Trump insists he's got enough cash and assets to pay the fines and $50 million in associated legal bills, and some Republicans are nervous about his takeover of the Republican National Committee with his handpicked leadership team, including daughter-in-law Lara Trump as co-chair, and committee member Henry Barbour floated a draft resolution pledging that RNC money won't go to his legal bills.
“Part of the thinking is to get them on the record [over the legal bills]. It’s in the RNC’s interest,” said Barbour, a Nikki Haley supporter from Mississippi.
Barbour conceded that resolution was unlikely to pass, and RNC member John Wahl of Alabama agreed it probably wouldn't even get enough support to be formally introduced for a vote.
“[But] the few folks who aren’t with Trump are nervous," Wahl said, noting that Lara Trump has publicly stated she believes Republican voters would support paying his legal bills.
President Donald Trump’s super PACs spent $50 million in legal fees as four criminal indictments crashed down on him last year.
“It is a staggering sum,” New York Times reporters Maggie Haberman and Shane Goldmacher noted in January. “Nikki Haley raised roughly the same amount of money across all her committees in the last year.”
Haberman and Goldmacher said Trump will face an “enormous financial strain” as he heads into an election year rife with court appearances.

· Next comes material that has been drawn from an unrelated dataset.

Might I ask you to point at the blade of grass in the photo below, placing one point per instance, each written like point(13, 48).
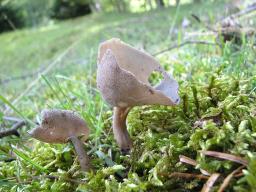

The cash moved through several PACs: Make America Great, Save America and MAGA Inc. among them, according to the report. A spokesperson for one of the PACs, Alex Pfeiffer, waved away the reported sum and told the Times his group raised about $120 million.
“This is old, recycled news” Pfeiffer reportedly said. “Every dollar being raised by MAGA Inc. is going directly to defeating Joe Biden in November.”